Let's blame it on Nadia Bloz-Weber, my favorite evangelical Lutheran pastor. In a recent podcast she says that we have no time to rest because we are all so busy trying to prove our worthiness to others and ourselves. This is a familiar trap, and one which I think we sometimes fall into in our marvelous, talkative, social-justice oriented UCC church.
If we are busy all the time saving the world, reaching out to the marginalized (all worthy and important goals), when do we have time to really stop and just breathe?
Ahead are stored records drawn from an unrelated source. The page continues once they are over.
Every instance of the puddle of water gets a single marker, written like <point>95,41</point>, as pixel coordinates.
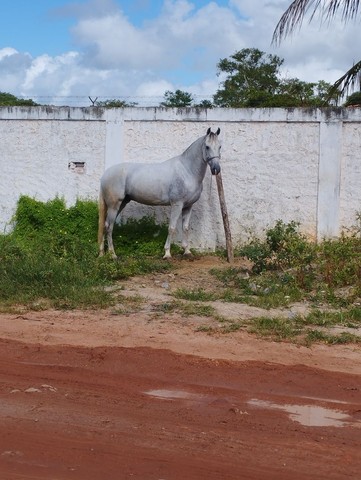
<point>309,415</point>
<point>173,394</point>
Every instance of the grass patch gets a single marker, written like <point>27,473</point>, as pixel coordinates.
<point>50,258</point>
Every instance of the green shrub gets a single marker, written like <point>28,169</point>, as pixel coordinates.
<point>52,254</point>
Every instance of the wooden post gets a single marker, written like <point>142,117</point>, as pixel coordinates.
<point>227,230</point>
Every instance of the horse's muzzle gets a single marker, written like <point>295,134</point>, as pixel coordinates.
<point>215,167</point>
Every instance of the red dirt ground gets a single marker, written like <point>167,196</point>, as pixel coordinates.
<point>105,396</point>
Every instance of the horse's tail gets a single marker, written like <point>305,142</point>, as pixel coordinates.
<point>101,223</point>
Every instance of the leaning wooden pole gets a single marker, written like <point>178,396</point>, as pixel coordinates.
<point>227,230</point>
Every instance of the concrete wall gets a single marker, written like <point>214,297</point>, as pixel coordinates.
<point>289,164</point>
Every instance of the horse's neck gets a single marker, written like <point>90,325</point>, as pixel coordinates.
<point>192,158</point>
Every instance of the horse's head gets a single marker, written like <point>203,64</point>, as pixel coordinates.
<point>212,151</point>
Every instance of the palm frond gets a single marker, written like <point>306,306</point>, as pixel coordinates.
<point>350,80</point>
<point>294,15</point>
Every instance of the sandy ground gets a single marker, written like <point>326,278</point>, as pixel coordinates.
<point>122,394</point>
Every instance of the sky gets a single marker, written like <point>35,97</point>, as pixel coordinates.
<point>62,52</point>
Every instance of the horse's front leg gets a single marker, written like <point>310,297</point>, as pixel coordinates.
<point>186,215</point>
<point>175,212</point>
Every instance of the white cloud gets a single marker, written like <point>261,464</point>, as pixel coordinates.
<point>178,49</point>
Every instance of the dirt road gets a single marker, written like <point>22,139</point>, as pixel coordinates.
<point>111,396</point>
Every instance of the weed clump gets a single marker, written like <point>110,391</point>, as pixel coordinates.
<point>51,256</point>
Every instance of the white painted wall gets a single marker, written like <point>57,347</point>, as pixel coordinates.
<point>289,164</point>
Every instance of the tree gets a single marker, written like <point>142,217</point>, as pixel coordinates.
<point>254,80</point>
<point>294,16</point>
<point>177,99</point>
<point>204,104</point>
<point>114,104</point>
<point>7,99</point>
<point>354,100</point>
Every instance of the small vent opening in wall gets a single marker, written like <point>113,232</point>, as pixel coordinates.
<point>77,167</point>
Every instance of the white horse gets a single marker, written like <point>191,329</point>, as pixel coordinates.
<point>177,182</point>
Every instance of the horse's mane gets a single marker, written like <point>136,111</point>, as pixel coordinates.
<point>193,145</point>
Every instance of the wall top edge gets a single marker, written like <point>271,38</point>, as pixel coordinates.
<point>192,114</point>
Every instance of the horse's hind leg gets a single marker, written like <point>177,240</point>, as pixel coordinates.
<point>175,212</point>
<point>186,215</point>
<point>109,224</point>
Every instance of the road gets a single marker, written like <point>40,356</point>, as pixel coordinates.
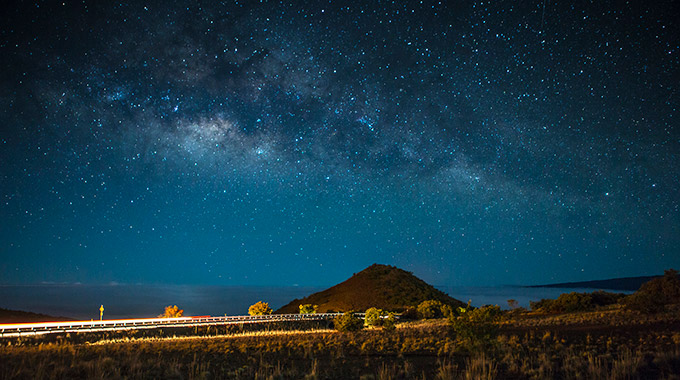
<point>25,329</point>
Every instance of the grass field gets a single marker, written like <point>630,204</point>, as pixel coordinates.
<point>610,343</point>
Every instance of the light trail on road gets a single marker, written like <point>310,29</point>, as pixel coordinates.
<point>26,329</point>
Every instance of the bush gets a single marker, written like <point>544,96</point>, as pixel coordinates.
<point>172,312</point>
<point>411,313</point>
<point>308,308</point>
<point>374,317</point>
<point>348,322</point>
<point>478,327</point>
<point>430,309</point>
<point>654,295</point>
<point>260,308</point>
<point>390,323</point>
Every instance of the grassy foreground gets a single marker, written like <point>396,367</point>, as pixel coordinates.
<point>605,344</point>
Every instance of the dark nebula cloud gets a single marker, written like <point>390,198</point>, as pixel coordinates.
<point>281,142</point>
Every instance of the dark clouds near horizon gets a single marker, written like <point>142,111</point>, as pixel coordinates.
<point>281,142</point>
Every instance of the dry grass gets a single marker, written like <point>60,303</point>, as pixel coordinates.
<point>427,350</point>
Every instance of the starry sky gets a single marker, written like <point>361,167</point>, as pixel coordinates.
<point>277,143</point>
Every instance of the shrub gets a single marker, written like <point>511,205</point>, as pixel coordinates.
<point>478,327</point>
<point>410,313</point>
<point>172,312</point>
<point>374,317</point>
<point>654,295</point>
<point>430,309</point>
<point>260,308</point>
<point>572,302</point>
<point>308,308</point>
<point>348,322</point>
<point>602,298</point>
<point>390,323</point>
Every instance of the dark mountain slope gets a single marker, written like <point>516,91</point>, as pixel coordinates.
<point>382,286</point>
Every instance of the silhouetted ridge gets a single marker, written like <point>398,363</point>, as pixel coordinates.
<point>17,316</point>
<point>382,286</point>
<point>623,283</point>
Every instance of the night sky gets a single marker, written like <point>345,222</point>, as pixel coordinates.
<point>281,143</point>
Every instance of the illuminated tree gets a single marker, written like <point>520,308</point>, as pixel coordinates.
<point>308,308</point>
<point>374,316</point>
<point>260,308</point>
<point>348,322</point>
<point>430,309</point>
<point>172,312</point>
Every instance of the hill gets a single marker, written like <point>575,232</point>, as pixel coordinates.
<point>382,286</point>
<point>623,283</point>
<point>17,316</point>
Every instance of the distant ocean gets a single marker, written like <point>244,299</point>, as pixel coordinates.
<point>141,301</point>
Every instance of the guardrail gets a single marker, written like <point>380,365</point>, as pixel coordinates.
<point>23,329</point>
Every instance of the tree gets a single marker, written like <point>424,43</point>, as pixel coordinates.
<point>374,316</point>
<point>430,309</point>
<point>389,323</point>
<point>308,308</point>
<point>172,312</point>
<point>260,308</point>
<point>348,322</point>
<point>654,295</point>
<point>477,328</point>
And we have to avoid the trap of stopping, Nadia cautions, so we can rush out the door to perform even more good works.
Nadia says that a rest should not feel like one more addition to our "to-do list." The Gospel lesson for last Sunday, July 19th, was on Jesus looking for a place to hide out with his peeps, a place to pray to his father, and a place--just maybe--free from the constant demands of his sheep, much as he adored them.
What happens when I really take a substantive break--just sit looking out at the green hills without murmuring to myself--"I really should edge that garden. Darn, the shingles on the house are getting crumbly, time to replace them, but where will we get the money? And Jeez, is that my stomach folding over my waistband?"
When I stop moving and thinking, I see that God keeps on redeeming creation even when I am not in charge, although often I lament that I should be in charge just as Anne Lamott complains that God should have made her overseer of the entire West coast.
So rest. Not as a command, not as a way of becoming more worthy in the eyes of others or our God--however you imagine her to be--but as a way of following Jesus. If he took time off, retreating to that cave in Capernaum just to be with his god, then why can't we? We can do it not as something we have to do but as something we can do.
I have found that when I truly stop moving, thinking, planning and worrying (such a challenge) I am filled with a different kind of breath; not the quick intakes that come from filling my days with "have-tos, should, and ought-tos", but the calm breathing that comes from God and the Holy Spirit, reminding me that we are all loved and held by hands not our own and not in our power. Thanks be to God.